Which of the following statement is True ?
$a)$ The family of subsets $\Big\{ A_n=(\frac{-1}{n},\frac{1}{n}): n=1,2….\Big\}$ satisfies the finite intersection property
$b)$ If $f:\mathbb{R} \rightarrow X$ is continuous ,where $\mathbb{R}$ is the given the usual topology and $(X,\tau)$ is a Hausdorff $(T_1)$ space ,then $f$ is an one-one function
My attempt : option a) is false because $(\frac{-1}{2},\frac{1}{2}) \cap (\frac{-1}{3},\frac{1}{3}) = ∅$
option b) is true take $f(x) = x$
Is my logic is correct or not ?
any hints/solution wil bee appreciated
thanks in advance
Best Answer
The statement $a)$ is true.

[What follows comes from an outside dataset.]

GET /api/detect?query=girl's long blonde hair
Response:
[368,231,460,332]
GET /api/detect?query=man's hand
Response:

Indeed, let's take a finite number $\left(-\frac{1}{n_1}, \frac{1}{n_1}\right)$, ..., $\left(-\frac{1}{n_k}, \frac{1}{n_k}\right)$ of such intervals. Then for $N = \max{n_i}$, you have that for every $i = 1, ..., k$, $$\left(-\frac{1}{N}, \frac{1}{N}\right) \subset \left(-\frac{1}{n_i}, \frac{1}{n_i}\right)$$
and then $$\left(-\frac{1}{N}, \frac{1}{N}\right) \subset \bigcap_{i=1}^k\left(-\frac{1}{n_i}, \frac{1}{n_i}\right)$$ so this intersection is non empty.
The statement $b)$, however is false. Indeed, $f : \mathbb{R} \rightarrow \mathbb{R}$ defined by $f(x)=0$ for all $x \in \mathbb{R}$ is continuous between two Hausdorff spaces but is not one-one.